Matthews’ legacy stretched beyond his tri-varsity athlete status at Andover. Just like in his baseball, football and track teams, Matthews was the only Black student on the board of editors for The Phillipian vol. XXIII. In his application for financial aid from Harvard in 1901, he wrote that he intended to do “education work in the South” after graduating from Harvard. He took courses at Harvard Law School as a senior, and he entered Boston University School of Law (BU) after graduating from Harvard.

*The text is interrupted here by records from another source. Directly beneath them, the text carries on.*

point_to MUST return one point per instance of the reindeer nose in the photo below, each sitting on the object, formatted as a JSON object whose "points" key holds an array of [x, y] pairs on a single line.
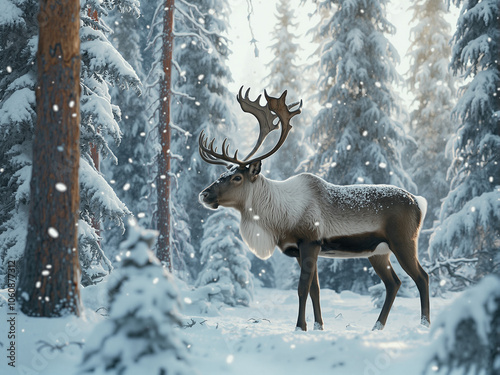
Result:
{"points": [[203, 196]]}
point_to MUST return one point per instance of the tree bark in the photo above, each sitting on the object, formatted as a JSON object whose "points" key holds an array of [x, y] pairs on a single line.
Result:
{"points": [[163, 249], [48, 284]]}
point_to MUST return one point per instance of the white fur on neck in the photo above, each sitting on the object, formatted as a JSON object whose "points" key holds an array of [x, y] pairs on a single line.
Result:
{"points": [[268, 209]]}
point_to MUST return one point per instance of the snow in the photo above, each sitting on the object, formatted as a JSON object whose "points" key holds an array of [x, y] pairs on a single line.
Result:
{"points": [[259, 339]]}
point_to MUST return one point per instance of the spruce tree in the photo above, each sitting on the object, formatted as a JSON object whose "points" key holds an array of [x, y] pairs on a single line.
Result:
{"points": [[101, 66], [201, 101], [225, 265], [355, 136], [285, 74], [466, 335], [140, 334], [434, 88], [470, 214], [48, 282], [130, 175]]}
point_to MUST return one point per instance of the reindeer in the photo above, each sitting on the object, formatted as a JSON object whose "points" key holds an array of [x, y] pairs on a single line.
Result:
{"points": [[307, 217]]}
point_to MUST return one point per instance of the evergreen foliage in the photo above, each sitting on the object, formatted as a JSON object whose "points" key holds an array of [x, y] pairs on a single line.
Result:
{"points": [[131, 174], [102, 66], [467, 334], [470, 215], [434, 88], [355, 137], [285, 74], [18, 47], [140, 332], [201, 101], [225, 264]]}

Through side jobs as a coach at Boston Latin School, Dorchester High School, and Noble & Greenough School, he managed to compensate for his “dire financial situation.” In 1908, he graduated from BU with an LLB and passed the Bar exam. He shifted his focus to African American activism, serving as legal counsel for the United Negro Improvement Association (UNIA) from 1920 to 1923. For his help in Calvin Coolidge’s election to the presidency in 1924, he was appointed as an Assistant US Attorney General.

 

His death in 1928 came without warning and put an end to a legacy of “firsts” and “despites” that started here at Andover. His legacy proved to a white supremacy-riddled America that, as Matthews said in 1905, “a Negro is just as good as a white man and has just as much right to play ball.”

Editor’s Note: Daigo Moriwake ’23 is a Sports Editor for The Phillipian.